Thanks to Alba’s research, these three Californians have returned to the starting point of their origins to see the documentary “Passage to Hawaii, 1907-1913” which had its debut yesterday in the Cine Albeniz. Directed by the filmmaker Eterio Ortega, the movie portrays the exodus of Andalusians, primarily malagueños, to Hawaii to work on the sugar cane plantations. After hard years of great sacrifice, most of these Andalusians left Hawaii for California, where today their descendants live. When they embarked on the SS Heliopolis, which left the port of Malaga in 1907, these families left so much behind that they hardly had the strength to tell their stories. That is why, Marques recalls that he never knew that his grandmother was Spanish until he saw her scolding a nurse in Spanish. “I never wanted to speak my language so that they wouldn’t discriminate against me” she confessed to him. In the same way, Alonso laments that his parents “stopped speaking Spanish because they were subject to discrimination by the other children at school.” But despite all of these difficulties, there is something that these Andalusians never left behind: “My grandmother’s way of cooking was authentically Spanish” affirms Alonso, who admits that he feels completely at home when he is in Spain.

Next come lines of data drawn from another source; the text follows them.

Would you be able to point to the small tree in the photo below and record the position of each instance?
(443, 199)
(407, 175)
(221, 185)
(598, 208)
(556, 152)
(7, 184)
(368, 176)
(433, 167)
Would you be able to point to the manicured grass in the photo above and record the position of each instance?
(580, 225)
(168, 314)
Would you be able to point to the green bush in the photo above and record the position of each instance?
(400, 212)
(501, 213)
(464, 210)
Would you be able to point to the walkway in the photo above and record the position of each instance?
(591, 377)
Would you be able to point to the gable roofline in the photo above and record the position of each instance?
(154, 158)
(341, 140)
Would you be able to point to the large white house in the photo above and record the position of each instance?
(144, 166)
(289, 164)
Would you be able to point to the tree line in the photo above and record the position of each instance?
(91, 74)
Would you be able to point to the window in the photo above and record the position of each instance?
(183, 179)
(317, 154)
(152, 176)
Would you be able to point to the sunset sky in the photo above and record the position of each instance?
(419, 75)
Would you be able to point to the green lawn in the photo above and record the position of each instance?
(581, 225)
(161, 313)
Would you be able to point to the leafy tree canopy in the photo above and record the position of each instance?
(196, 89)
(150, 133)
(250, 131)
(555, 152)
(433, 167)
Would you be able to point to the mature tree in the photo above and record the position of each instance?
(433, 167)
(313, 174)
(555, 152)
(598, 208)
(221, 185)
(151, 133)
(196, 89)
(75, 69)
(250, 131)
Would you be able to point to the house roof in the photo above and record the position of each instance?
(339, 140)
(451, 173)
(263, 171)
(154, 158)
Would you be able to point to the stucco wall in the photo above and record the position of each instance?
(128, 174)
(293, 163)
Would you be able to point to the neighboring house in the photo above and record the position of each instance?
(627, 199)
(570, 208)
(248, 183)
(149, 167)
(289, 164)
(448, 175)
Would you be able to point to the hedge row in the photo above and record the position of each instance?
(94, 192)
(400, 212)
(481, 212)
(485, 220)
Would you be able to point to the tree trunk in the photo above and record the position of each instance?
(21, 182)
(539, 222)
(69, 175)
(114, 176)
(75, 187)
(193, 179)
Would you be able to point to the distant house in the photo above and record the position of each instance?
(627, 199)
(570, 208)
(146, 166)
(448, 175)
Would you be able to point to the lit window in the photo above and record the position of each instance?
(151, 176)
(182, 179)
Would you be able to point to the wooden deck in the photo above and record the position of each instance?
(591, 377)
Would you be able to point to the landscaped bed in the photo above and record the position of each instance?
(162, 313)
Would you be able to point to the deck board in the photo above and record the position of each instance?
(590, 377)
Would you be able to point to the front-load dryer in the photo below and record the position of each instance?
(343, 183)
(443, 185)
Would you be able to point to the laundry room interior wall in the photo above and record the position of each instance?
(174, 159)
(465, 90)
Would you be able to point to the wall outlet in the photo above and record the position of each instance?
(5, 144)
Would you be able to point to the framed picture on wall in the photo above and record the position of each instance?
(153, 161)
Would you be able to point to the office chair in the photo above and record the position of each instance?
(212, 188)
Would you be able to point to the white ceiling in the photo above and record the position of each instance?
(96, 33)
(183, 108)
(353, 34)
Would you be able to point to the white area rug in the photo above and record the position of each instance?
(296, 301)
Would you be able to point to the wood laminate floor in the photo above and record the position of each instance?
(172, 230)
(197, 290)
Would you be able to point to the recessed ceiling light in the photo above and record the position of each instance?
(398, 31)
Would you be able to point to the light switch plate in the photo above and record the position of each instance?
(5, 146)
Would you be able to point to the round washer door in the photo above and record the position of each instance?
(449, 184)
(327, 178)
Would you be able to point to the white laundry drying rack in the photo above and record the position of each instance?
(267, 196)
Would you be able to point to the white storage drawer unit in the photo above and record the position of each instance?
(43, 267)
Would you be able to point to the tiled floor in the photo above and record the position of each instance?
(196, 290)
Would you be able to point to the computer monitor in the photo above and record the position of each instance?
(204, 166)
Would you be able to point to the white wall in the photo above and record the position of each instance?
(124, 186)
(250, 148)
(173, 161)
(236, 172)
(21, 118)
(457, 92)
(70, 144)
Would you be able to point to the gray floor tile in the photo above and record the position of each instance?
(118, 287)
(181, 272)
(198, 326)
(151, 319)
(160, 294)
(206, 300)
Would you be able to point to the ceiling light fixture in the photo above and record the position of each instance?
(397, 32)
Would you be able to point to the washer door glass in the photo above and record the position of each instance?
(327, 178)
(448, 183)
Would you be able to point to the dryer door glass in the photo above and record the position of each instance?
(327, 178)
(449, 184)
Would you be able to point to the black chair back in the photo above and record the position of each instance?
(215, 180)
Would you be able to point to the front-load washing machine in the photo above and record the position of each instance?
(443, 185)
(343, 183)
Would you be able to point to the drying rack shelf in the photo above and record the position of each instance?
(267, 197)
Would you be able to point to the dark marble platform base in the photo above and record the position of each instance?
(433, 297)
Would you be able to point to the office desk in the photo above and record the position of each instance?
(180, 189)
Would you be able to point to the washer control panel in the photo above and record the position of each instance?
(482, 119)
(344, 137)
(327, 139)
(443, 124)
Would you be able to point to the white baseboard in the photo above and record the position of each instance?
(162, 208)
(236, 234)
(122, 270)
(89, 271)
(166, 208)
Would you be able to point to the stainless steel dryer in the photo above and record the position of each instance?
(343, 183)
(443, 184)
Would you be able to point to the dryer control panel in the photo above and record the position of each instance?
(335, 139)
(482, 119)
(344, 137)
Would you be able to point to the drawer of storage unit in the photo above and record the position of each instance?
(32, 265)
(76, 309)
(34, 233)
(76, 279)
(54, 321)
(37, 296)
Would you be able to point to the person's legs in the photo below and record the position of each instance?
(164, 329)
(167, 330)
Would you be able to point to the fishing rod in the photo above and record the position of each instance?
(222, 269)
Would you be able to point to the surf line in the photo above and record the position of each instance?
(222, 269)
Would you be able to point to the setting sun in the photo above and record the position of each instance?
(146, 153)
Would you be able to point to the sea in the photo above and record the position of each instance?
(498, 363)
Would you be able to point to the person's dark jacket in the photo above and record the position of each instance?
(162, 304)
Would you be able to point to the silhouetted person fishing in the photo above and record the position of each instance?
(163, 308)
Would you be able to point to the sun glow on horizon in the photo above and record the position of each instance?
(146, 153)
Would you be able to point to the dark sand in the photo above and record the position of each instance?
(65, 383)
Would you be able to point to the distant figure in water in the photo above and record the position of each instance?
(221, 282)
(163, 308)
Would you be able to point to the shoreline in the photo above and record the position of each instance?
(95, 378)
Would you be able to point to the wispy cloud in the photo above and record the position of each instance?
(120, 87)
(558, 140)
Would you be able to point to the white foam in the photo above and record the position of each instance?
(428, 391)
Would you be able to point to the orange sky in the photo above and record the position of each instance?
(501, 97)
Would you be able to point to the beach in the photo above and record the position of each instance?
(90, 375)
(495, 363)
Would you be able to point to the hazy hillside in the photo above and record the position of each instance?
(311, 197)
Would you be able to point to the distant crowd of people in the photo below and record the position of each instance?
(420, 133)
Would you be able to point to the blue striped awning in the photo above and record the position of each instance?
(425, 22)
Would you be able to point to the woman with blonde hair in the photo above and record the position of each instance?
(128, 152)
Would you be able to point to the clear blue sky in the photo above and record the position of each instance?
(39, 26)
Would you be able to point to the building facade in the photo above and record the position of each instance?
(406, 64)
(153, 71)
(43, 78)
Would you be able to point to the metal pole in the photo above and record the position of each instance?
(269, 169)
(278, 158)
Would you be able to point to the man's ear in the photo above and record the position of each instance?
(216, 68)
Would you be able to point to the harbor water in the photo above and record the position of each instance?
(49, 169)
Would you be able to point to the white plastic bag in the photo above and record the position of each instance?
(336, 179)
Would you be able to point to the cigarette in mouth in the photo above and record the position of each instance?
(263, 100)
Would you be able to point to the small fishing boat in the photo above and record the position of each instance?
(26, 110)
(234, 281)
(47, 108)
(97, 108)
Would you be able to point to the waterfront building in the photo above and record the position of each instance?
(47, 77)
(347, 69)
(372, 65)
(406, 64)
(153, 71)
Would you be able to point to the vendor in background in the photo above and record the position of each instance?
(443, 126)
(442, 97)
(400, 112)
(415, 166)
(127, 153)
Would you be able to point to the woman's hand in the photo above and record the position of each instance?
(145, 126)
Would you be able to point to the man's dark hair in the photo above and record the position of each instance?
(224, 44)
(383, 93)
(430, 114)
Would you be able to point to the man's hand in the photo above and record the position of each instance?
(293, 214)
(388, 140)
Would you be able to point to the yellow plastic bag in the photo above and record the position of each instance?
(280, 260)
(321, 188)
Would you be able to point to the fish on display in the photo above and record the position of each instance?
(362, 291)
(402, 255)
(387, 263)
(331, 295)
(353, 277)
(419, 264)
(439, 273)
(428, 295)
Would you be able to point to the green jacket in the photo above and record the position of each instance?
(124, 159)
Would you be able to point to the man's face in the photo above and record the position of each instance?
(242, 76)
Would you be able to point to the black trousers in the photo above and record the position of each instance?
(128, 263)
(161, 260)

Together with Marques, Steele and Alonso, more than 40 people have taken part in this documentary, which now gives lives to so many families. “This is not rational, it’s emotional, or sentimental; the work has allowed many families to get to know each other, and from now on, they will be even more united. That is why for me, it is only the end of the beginning” said proudly Miguel Alba, the historian from Málaga.